The company’s net interest income – the difference between interest paid on investments and that which is earned from investing in non-productive government paper – zipped by 60.0 per cent to $995.0 million during the first quarter of this financial year, up from the $623.0 million raked-in during the previous year.
This amount, which was marginally lower than the $999.7 million garnered during the previous quarter, could fall even further under the JDX, which seeks to reduce the amount of interest paid-out by the government by $42.0 billion per annum, effective next year.
Speaking after the release of the company’s first quarter results, Schnoor stressed that the process was well under way, while pointing out that the company expected to reap significant benefits during the upcoming quarters from the re-engineering of its operating structure.
Commenting on the company’s first quarter results, Schoor posited that the strong performance was attributable to a combination of factors such as an increase in the amount of funds under management, well-managed interest margins and strong expense control.
She also pointed out that the company took the important decision to participate in the JDX during the quarter, stressing that the success of the initiative, which artificially reduces interest rates, is vital to the future of the country.
The savvy brokerage, which was recently acquired by the Scotia Group from Peter Bunting, Mark Golding, Christopher Dehring and Garfield Sinclair, as well as a host of other minority shareholders, generated net profits of $546.0 million or $1.29 per share during the quarter under review.
This amount was 42.0 per cent more than the $385.0 million or 91 cents per share pulled in during the same period of the previous year.

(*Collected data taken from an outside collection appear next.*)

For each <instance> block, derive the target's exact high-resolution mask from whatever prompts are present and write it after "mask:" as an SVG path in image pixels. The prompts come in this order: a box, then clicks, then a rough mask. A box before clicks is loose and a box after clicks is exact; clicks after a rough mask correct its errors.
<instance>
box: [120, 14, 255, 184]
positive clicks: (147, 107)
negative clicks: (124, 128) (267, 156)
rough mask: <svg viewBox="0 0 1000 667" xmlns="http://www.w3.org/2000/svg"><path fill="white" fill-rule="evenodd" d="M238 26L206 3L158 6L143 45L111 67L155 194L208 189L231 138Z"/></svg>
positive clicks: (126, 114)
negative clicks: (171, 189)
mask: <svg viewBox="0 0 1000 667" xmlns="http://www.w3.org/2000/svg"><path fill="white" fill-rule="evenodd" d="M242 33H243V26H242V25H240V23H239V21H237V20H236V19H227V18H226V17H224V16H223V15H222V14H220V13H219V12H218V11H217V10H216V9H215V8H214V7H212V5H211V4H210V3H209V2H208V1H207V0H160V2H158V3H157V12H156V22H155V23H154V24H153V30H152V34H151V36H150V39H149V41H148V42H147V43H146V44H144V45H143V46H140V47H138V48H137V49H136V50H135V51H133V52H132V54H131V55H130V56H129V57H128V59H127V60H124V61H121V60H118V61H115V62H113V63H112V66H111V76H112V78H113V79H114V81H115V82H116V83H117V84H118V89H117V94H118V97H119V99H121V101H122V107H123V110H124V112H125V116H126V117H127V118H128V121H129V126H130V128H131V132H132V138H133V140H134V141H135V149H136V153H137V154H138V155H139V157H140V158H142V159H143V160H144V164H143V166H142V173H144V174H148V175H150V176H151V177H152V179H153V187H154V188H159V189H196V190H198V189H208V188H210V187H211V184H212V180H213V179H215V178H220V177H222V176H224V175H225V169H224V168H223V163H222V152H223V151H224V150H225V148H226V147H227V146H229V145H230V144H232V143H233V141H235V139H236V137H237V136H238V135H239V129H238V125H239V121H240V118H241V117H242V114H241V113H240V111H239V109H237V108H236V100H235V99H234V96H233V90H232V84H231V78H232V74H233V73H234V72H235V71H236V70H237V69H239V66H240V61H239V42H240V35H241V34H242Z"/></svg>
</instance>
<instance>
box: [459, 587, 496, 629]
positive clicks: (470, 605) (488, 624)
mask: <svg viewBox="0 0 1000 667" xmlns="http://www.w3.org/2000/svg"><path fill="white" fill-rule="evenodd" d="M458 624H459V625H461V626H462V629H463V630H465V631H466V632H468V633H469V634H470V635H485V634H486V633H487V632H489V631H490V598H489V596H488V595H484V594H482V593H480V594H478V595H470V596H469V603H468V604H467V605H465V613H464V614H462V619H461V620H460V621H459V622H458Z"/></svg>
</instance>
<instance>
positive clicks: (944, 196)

Meanwhile, its return on average equity was a strong 27.7 per cent during the review period. These profits, which were generated on revenues of $1.1 billion, were however 25.0 per cent below the amount posted during the previous quarter.
Other revenues, which include fee-based income and net foreign exchange trading gains dipped by $16.0 million or 10.0 per cent to $142.0 million during the quarter, down from the $158.0 million reported during the same period of the previous year.